The default value is 0 (disabled), admin can change the setting from 0 => 1, however 1 => 0 is not allowed, unless reboot.
Signed-off-by: Jeff Xu jeffxu@chromium.org --- include/linux/mm.h | 4 ++++ kernel/sysctl.c | 9 +++++++++ mm/memfd.c | 27 +++++++++++++++++++++++++++ 3 files changed, 40 insertions(+)

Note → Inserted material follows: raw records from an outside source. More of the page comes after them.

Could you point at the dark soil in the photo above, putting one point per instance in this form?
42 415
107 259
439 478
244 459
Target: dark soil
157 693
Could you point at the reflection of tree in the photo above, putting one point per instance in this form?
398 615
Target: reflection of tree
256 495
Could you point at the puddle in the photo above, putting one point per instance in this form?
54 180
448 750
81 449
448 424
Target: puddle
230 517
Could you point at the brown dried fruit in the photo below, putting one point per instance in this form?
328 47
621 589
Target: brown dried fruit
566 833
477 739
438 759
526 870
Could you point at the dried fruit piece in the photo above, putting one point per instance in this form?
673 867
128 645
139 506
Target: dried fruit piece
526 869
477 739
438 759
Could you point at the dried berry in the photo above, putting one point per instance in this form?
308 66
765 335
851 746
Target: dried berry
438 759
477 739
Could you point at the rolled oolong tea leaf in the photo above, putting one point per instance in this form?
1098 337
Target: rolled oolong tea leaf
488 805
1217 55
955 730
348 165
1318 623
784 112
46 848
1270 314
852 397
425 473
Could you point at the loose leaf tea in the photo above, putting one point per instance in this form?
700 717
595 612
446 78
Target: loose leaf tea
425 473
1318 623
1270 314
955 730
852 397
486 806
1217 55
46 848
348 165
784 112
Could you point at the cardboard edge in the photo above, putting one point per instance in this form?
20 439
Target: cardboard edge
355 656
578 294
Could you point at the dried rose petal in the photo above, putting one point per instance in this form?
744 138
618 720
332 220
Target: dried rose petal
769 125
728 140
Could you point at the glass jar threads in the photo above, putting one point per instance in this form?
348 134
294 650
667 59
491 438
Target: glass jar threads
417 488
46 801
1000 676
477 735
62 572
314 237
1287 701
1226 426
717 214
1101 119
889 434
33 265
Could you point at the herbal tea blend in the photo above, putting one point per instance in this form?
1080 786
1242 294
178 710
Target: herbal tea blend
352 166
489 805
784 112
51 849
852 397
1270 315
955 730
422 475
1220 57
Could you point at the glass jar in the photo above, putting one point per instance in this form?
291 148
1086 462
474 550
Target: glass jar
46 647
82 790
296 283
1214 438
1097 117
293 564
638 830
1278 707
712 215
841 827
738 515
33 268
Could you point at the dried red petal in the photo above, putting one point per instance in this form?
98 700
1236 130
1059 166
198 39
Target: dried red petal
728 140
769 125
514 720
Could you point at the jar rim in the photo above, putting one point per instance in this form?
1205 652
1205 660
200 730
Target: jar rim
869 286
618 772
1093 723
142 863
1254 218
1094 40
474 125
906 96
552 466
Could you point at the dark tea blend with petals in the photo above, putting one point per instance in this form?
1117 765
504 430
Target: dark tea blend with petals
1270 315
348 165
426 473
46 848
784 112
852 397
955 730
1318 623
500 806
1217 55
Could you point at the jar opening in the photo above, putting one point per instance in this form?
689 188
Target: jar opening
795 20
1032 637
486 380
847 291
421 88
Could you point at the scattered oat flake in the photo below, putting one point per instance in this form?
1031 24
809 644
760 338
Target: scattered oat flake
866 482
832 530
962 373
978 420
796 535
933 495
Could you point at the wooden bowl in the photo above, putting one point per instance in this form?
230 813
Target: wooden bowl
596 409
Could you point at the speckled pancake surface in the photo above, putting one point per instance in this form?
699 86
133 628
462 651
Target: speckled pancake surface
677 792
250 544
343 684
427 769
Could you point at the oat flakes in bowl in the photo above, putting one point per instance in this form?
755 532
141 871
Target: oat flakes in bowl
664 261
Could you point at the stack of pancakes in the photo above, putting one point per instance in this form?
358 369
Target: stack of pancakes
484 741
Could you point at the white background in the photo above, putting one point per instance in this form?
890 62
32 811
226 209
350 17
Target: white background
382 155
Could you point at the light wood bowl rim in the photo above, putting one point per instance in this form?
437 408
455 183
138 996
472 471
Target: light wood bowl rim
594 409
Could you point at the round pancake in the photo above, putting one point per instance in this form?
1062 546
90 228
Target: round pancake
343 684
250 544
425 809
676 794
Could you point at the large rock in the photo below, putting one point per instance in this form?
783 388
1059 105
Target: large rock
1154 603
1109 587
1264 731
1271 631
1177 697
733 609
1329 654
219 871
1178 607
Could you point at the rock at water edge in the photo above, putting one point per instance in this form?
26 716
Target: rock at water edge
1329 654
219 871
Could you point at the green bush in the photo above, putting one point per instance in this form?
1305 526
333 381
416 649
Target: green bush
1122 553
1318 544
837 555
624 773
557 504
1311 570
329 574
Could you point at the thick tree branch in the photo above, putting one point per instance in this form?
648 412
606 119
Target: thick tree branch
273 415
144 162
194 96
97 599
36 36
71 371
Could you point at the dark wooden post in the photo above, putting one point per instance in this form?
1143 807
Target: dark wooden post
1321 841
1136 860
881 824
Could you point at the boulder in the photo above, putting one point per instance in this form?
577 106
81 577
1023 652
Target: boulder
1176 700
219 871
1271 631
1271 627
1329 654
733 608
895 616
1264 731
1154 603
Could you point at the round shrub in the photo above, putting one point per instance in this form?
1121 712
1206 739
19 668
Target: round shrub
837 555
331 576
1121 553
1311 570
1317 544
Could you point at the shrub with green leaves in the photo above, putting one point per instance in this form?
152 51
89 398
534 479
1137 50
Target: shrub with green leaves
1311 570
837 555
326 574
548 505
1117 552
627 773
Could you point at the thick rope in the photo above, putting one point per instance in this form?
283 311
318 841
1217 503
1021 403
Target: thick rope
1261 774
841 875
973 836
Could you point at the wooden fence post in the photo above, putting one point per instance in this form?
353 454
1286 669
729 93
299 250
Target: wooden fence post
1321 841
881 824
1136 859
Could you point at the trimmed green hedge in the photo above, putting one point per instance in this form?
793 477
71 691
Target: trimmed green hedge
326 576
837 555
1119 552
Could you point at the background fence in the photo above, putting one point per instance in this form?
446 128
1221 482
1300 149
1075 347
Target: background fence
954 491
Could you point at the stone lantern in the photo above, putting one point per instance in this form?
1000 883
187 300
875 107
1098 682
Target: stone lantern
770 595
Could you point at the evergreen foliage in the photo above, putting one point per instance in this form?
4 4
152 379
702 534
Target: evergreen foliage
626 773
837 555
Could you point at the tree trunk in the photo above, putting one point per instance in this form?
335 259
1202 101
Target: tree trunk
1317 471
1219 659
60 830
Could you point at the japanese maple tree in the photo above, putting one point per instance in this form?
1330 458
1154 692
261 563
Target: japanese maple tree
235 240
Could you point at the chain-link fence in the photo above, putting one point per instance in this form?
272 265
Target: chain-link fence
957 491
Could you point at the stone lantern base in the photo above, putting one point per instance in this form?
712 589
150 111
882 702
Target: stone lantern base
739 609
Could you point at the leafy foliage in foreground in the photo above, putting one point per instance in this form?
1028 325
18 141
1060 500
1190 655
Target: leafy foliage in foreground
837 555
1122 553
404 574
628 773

diff --git a/include/linux/mm.h b/include/linux/mm.h index 7898e29bcfb5..1c66cf4aca11 100644 --- a/include/linux/mm.h +++ b/include/linux/mm.h @@ -203,6 +203,10 @@ extern int sysctl_overcommit_memory; extern int sysctl_overcommit_ratio; extern unsigned long sysctl_overcommit_kbytes;
+extern int sysctl_mfd_noexec_scope; +extern int mfd_noexec_dointvec_minmax(struct ctl_table *table, int write, + void *buffer, size_t *lenp, loff_t *ppos); + int overcommit_ratio_handler(struct ctl_table *, int, void *, size_t *, loff_t *); int overcommit_kbytes_handler(struct ctl_table *, int, void *, size_t *, diff --git a/kernel/sysctl.c b/kernel/sysctl.c index b233714a1c78..54510da007ff 100644 --- a/kernel/sysctl.c +++ b/kernel/sysctl.c @@ -2362,6 +2362,15 @@ static struct ctl_table vm_table[] = { .mode = 0644, .proc_handler = mmap_min_addr_handler, }, + { + .procname = "mfd_noexec", + .data = &sysctl_mfd_noexec_scope, + .maxlen = sizeof(sysctl_mfd_noexec_scope), + .mode = 0644, + .proc_handler = mfd_noexec_dointvec_minmax, + .extra1 = SYSCTL_ZERO, + .extra2 = SYSCTL_ONE, + }, #endif #ifdef CONFIG_NUMA { diff --git a/mm/memfd.c b/mm/memfd.c index b841514eb0fd..c6ccb8481ed2 100644 --- a/mm/memfd.c +++ b/mm/memfd.c @@ -20,6 +20,11 @@ #include <linux/memfd.h> #include <uapi/linux/memfd.h>
+#define MFD_NOEXEC_SCOPE_DISABLED 0 +#define MFD_NOEXEC_SCOPE_ENABLED 1 + +int sysctl_mfd_noexec_scope __read_mostly = MFD_NOEXEC_SCOPE_DISABLED; + /* * We need a tag: a new tag would expand every xa_node by 8 bytes, * so reuse a tag which we firmly believe is never set or cleared on tmpfs @@ -275,6 +280,10 @@ SYSCALL_DEFINE2(memfd_create, char *name; long len;
+ if (sysctl_mfd_noexec_scope == MFD_NOEXEC_SCOPE_ENABLED) { + flags |= MFD_NOEXEC; + } + if (!(flags & MFD_HUGETLB)) { if (flags & ~(unsigned int)MFD_ALL_FLAGS) return -EINVAL; @@ -351,3 +360,21 @@ SYSCALL_DEFINE2(memfd_create, kfree(name); return error; } + +#ifdef CONFIG_SYSCTL +int mfd_noexec_dointvec_minmax(struct ctl_table *table, int write, + void *buffer, size_t *lenp, loff_t *ppos) +{ + struct ctl_table table_copy; + + if (write && !capable(CAP_SYS_ADMIN)) + return -EPERM; + + /* Lock the max value if it ever gets set. */ + table_copy = *table; + if (*(int *)table_copy.data == *(int *)table_copy.extra2) + table_copy.extra1 = table_copy.extra2; + + return proc_dointvec_minmax(&table_copy, write, buffer, lenp, ppos); +} +#endif
Hi,
Thank you for the patch! Yet something to improve:
[auto build test ERROR on 9e2f40233670c70c25e0681cb66d50d1e2742829]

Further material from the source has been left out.